Hughes and his team also addressed which off-the-shelf technology might be useful.

“The availability of inexpensive, portable and high-definition video technology such as GoPro devices could allow an even more reliable method of store and forward video evaluation,” they said. “Provided adequate internet infrastructure, Skype, WebEx and Google Chat platforms are off-the-shelf technologies that could allow for dynamic and interactive video assessments in resource-limited settings around the world. Involving the spectrum of care providers in multidisciplinary cleft care with dynamic digital video assessments could result in demonstrable improvements in the quality of cleft care for the neediest populations around the world.”

On a global scale, Operation Smile has been developing a digital health platform for young patients with cleft palate, cleft lip and other facial deformities for roughly three years. The Virginia-based organization partnered with Microsoft and Polycom in 2014 to create a telemedicine platform that could be used by doctors in about 60 countries to collaborate with specialists in the U.S.

READ MORE: Telehealth Program Connects African Cancer Clinic with U.S. Specialists

“It’s no longer a lot of faxes or e-mails or some voice on the other end of a telephone line,” Ruben Ayala, MD, the organization’s senior vice president of medical affairs, said from Colombia during a video conversation at the American Telemedicine Association’s 2016 annual conference in Minneapolis. “We can communicate in a very personal way. … The possibilities are now endless.”

In their study, Hughes and his team expanded that idea, envisioning a larger telemedicine platform that could coordinate care among several providers.

“Integration of available technology represents one way in which to diagonalize global plastic surgery,” they wrote. “The development of a comprehensive telemedical platform could further generate capacity and clinical impact within regions by involving local healthcare personnel and community organizers in the assessment process.
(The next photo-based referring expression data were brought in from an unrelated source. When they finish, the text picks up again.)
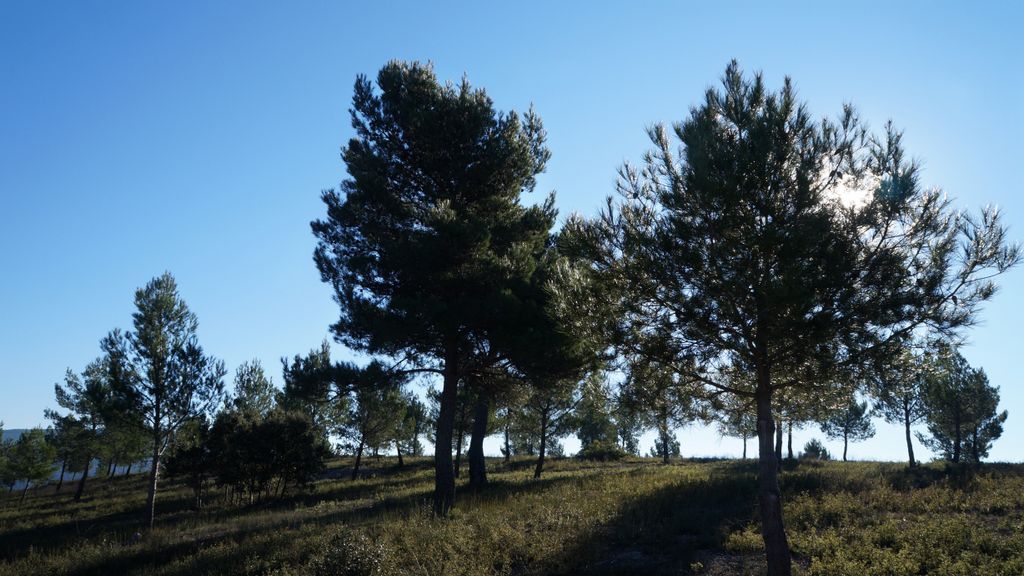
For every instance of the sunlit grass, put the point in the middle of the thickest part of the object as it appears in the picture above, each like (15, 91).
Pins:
(637, 516)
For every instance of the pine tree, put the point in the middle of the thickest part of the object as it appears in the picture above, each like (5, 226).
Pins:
(788, 248)
(852, 422)
(254, 391)
(31, 458)
(961, 410)
(160, 370)
(898, 388)
(428, 244)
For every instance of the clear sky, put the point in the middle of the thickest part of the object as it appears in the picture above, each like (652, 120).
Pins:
(137, 137)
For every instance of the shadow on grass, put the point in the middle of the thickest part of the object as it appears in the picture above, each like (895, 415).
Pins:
(250, 541)
(664, 532)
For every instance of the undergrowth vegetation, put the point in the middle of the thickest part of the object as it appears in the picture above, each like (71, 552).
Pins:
(628, 517)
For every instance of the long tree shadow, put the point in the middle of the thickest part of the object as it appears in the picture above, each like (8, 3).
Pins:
(282, 530)
(666, 531)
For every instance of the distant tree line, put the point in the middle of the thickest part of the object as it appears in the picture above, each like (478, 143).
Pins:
(760, 270)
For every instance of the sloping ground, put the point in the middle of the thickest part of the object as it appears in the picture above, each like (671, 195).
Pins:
(626, 518)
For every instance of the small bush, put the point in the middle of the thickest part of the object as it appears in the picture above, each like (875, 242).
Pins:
(351, 554)
(601, 451)
(814, 450)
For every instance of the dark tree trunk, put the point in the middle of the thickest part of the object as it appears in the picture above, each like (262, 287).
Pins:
(906, 425)
(358, 457)
(778, 443)
(788, 442)
(151, 498)
(544, 445)
(663, 430)
(477, 465)
(769, 495)
(508, 445)
(64, 464)
(443, 472)
(458, 455)
(958, 440)
(81, 482)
Integration with speech therapists, orthodontists, dentists, and other providers could establish a framework on which to create effective multidisciplinary cleft teams in LMICs [low- and middle-income countries]. Patients determined to have large, complete clefts on an advanced video triage, for example, could be referred in advance for preoperative orthodontics, if available. Pre-trip video could thus help to develop the multidisciplinary cleft system and may ultimately improve the quality of cleft care in LMICs.”